ARCHIVED NEWS RELEASE
This document is provided for archival purposes only. Archived documents
do not reflect current WDFW regulations or policy and may contain factual
inaccuracies.
News release Jan. 4, 2019
OLYMPIA - The public will have an opportunity to provide comment on a proposal to modify state rules governing wildlife rehabilitation at an upcoming meeting of the Washington Fish and Wildlife Commission in Olympia.
In addition, the commission will consider changes to the policy that guides statewide salmon fisheries, and will receive an update on progress in securing federal approval of a new Puget Sound Chinook Harvest Management Plan for Puget Sound.
The commission, a citizen panel appointed by the governor to set policy for the Washington Department of Fish and Wildlife (WDFW), will meet Jan. 11-12 in Room 172 of the Natural Resources Building, 1111 Washington St. SE, Olympia. The meeting will begin at 8:30 a.m.
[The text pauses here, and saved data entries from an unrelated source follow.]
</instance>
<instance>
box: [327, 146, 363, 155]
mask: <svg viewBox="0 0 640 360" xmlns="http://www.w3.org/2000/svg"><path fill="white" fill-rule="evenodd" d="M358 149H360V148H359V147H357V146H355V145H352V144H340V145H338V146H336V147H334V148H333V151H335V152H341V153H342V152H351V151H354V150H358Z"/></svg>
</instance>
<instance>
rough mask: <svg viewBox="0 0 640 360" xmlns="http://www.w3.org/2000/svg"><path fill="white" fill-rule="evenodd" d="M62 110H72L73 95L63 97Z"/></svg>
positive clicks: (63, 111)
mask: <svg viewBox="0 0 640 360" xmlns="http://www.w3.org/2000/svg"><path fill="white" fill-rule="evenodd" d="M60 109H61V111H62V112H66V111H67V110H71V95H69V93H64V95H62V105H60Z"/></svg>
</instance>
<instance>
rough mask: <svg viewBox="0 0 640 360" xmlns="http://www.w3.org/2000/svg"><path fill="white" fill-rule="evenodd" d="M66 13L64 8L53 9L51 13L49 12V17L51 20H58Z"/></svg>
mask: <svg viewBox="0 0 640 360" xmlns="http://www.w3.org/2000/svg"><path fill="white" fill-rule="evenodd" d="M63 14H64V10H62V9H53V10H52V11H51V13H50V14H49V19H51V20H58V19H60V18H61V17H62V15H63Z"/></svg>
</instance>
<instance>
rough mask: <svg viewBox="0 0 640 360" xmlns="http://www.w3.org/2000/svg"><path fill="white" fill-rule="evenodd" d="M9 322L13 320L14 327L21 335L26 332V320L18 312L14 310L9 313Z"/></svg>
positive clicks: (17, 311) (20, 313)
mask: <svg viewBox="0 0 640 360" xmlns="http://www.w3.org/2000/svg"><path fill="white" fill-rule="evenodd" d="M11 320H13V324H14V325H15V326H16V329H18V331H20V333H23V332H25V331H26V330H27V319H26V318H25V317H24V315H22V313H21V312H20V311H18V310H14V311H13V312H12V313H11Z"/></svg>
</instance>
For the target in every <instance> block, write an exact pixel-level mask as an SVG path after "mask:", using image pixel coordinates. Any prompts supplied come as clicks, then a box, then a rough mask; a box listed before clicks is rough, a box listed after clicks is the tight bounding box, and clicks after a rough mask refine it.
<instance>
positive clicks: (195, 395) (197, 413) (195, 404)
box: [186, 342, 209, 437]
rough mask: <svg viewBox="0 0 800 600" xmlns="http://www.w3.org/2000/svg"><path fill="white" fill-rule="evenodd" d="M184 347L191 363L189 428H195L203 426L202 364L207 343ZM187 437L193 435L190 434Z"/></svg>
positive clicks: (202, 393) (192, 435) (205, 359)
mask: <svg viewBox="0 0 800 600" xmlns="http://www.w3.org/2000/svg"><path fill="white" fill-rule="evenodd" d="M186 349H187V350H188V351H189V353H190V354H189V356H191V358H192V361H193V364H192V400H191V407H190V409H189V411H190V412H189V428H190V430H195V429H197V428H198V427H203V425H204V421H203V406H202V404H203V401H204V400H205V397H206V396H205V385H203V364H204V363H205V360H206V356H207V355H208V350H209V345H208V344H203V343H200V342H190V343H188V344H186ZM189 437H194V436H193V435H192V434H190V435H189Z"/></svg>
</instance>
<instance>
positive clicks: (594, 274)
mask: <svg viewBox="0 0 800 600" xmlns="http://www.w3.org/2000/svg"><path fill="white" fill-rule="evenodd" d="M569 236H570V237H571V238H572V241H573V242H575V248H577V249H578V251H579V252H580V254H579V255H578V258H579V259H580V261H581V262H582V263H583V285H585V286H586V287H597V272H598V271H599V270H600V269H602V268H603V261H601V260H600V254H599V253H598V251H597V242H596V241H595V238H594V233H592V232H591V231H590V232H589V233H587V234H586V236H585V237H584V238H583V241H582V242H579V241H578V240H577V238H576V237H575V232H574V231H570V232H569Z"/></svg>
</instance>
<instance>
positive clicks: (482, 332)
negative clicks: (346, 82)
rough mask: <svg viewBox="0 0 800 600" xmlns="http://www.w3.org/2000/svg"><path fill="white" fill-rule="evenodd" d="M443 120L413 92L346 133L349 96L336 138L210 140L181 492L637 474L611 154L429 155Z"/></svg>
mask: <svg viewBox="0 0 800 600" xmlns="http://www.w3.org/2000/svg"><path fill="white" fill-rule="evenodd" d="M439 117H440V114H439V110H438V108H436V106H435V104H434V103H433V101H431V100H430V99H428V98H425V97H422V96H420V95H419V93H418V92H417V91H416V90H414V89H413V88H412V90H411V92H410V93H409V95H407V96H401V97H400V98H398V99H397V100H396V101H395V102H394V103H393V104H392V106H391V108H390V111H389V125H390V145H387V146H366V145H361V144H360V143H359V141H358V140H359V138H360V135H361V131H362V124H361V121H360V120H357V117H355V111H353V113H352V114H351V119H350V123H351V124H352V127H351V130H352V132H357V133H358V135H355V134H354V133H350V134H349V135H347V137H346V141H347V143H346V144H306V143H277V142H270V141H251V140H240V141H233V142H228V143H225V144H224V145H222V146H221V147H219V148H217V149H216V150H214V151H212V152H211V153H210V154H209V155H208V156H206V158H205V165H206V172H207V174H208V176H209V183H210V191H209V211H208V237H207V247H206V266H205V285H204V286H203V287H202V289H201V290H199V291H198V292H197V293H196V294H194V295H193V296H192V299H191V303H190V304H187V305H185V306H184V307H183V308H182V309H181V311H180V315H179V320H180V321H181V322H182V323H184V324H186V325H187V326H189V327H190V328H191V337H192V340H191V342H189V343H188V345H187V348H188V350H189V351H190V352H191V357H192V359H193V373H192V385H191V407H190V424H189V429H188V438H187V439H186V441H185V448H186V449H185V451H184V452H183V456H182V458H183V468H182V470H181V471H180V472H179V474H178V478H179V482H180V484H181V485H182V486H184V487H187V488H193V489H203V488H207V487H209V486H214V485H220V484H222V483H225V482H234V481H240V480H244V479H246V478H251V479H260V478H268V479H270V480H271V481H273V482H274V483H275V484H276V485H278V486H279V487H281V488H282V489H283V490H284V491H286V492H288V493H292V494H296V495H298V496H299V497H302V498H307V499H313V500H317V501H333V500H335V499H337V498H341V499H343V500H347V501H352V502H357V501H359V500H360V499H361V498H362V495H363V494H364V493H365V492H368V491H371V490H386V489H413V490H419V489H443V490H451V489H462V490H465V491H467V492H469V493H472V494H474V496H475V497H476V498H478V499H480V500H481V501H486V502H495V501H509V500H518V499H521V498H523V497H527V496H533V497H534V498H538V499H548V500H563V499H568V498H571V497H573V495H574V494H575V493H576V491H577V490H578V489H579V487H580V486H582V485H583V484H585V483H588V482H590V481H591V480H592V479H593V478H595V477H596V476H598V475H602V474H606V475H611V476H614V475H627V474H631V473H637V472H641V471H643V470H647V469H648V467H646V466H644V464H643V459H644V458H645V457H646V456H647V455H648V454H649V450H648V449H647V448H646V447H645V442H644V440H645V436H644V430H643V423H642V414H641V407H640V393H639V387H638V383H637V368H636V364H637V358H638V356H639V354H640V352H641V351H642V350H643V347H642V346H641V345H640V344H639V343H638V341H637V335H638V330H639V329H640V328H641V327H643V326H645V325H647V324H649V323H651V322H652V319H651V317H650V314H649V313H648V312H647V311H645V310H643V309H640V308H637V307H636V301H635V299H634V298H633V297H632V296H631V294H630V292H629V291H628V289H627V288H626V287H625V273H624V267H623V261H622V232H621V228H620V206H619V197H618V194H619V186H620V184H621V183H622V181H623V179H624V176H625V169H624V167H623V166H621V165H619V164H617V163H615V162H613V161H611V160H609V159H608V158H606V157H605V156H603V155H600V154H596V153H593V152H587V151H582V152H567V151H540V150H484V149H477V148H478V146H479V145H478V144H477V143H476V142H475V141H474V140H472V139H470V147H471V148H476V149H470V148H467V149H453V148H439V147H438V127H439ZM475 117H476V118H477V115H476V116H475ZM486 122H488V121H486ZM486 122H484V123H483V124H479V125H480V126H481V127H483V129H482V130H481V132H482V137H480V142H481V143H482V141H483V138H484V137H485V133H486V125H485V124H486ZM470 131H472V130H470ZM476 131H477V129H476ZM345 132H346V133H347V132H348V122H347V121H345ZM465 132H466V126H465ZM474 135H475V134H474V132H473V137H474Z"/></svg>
Friday and at 8 a.m. Saturday.
A full agenda is available online at https://wdfw.wa.gov/commission/meetings.html.
WDFW currently licenses 53 wildlife rehabilitators across the state to care for sick, injured and orphaned wild animals. WDFW is proposing new rules for those developed in conjunction with a 12-member advisory committee to clarify the department's rules and make them easier to understand.
Those rules, designed to promote humane treatment and care, would apply to such practices and the transfer, transport, and release of wild animals.
In other business, WDFW will brief the commission on:
- Whale entanglements in fishing gear during coastal Dungeness crab fisheries.
- Differences between Washington and Oregon in recreational night-fishing regulations on the Columbia River.
- The history of pronghorns and pronghorn management in the state.
- The department's efforts to increase public awareness of the benefits of WDFW Wildlife Areas around the state.